Friday of the Nineteenth Week in Ordinary Time
(Joshua 24:1-13; Matthew 19:3-12)
Jesus claims in today’s gospel that the only case in which married people may divorce is porneia. The New American Bible translates this Greek word very generally as unlawful. Thus, it seems that any infraction of the Church’s canons regarding the legitimacy of a marriage would give grounds for divorce. Biblical scholars, however, find a much more restrictive meaning to the word – an incestuous relationship. Paul attests that this occurred among Christians in Corinth and insists not that the people involved may divorce but that they must.

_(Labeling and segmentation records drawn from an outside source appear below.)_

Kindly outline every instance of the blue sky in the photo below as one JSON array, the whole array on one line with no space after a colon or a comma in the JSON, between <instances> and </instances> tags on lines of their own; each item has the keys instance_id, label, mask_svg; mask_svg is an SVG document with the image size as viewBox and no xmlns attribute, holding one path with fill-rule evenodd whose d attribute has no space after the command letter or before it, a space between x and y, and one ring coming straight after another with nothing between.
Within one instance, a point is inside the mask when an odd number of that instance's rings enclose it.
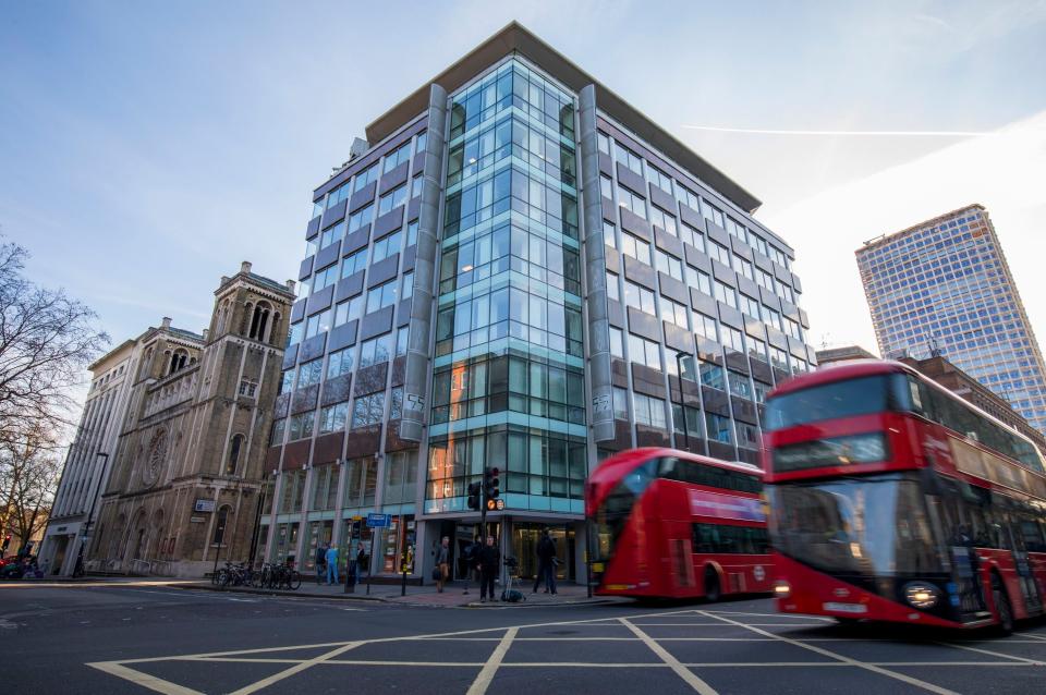
<instances>
[{"instance_id":1,"label":"blue sky","mask_svg":"<svg viewBox=\"0 0 1046 695\"><path fill-rule=\"evenodd\" d=\"M8 3L0 230L114 344L163 315L198 330L241 260L296 272L311 191L366 123L512 19L764 202L815 342L874 346L862 240L974 200L1046 340L1041 1Z\"/></svg>"}]
</instances>

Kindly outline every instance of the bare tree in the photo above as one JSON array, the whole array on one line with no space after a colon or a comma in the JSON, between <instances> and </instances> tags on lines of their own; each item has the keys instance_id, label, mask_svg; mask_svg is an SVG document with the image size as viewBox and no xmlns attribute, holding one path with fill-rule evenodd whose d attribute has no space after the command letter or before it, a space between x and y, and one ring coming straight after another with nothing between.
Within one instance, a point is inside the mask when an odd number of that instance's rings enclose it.
<instances>
[{"instance_id":1,"label":"bare tree","mask_svg":"<svg viewBox=\"0 0 1046 695\"><path fill-rule=\"evenodd\" d=\"M109 342L90 308L24 277L27 257L0 244L0 444L72 424L71 388Z\"/></svg>"},{"instance_id":2,"label":"bare tree","mask_svg":"<svg viewBox=\"0 0 1046 695\"><path fill-rule=\"evenodd\" d=\"M25 545L44 528L61 471L54 437L38 427L0 442L0 533ZM21 549L21 548L20 548Z\"/></svg>"}]
</instances>

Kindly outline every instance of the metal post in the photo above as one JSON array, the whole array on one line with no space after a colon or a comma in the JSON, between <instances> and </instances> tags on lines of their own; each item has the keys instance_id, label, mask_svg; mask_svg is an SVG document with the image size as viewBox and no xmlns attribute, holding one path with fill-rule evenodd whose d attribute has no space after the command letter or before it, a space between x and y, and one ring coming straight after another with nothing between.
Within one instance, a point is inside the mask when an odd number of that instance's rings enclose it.
<instances>
[{"instance_id":1,"label":"metal post","mask_svg":"<svg viewBox=\"0 0 1046 695\"><path fill-rule=\"evenodd\" d=\"M106 481L106 474L109 471L109 454L107 454L104 451L99 451L98 453L95 454L95 458L105 459L106 463L101 467L101 477L98 478L98 487L95 488L95 493L90 498L90 511L87 512L87 521L84 522L84 536L83 538L81 538L80 549L76 551L76 565L73 568L73 576L82 576L84 573L84 546L87 545L88 538L89 538L89 536L87 535L87 532L90 531L90 520L94 519L95 516L95 502L98 500L98 497L102 492L101 486Z\"/></svg>"},{"instance_id":2,"label":"metal post","mask_svg":"<svg viewBox=\"0 0 1046 695\"><path fill-rule=\"evenodd\" d=\"M683 394L683 354L676 353L676 376L679 377L679 410L683 414L683 437L686 442L686 451L690 451L690 426L686 424L686 397Z\"/></svg>"},{"instance_id":3,"label":"metal post","mask_svg":"<svg viewBox=\"0 0 1046 695\"><path fill-rule=\"evenodd\" d=\"M374 566L374 544L377 539L377 534L374 533L374 529L370 529L370 560L367 565L367 596L370 596L370 575L374 574L370 571L370 568Z\"/></svg>"}]
</instances>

The Church rightfully upholds the indissolubility of marriage. It is plainly God’s will as Jesus explains. The real question is whether it is right in making as many exceptions as it does. Many ridicule the Church for doing so by calling annulments “Catholic divorce.” But the Church has an exulted view of marriage that goes beyond superficial promises and physical consummation. It expects people to know what they are promising, to believe in the efficacy in what they are saying, and to have the power of spirit to carry out their assumed responsibilities. Anything less in its view is not a true marriage.
Because marriage is so central to human living, it must be supervised with extreme care. The Church proceeds to do so by trying to provide adequate preparation, by allowing for annulments when couples won’t or can’t take that preparation seriously, and by not granting divorces on a whim.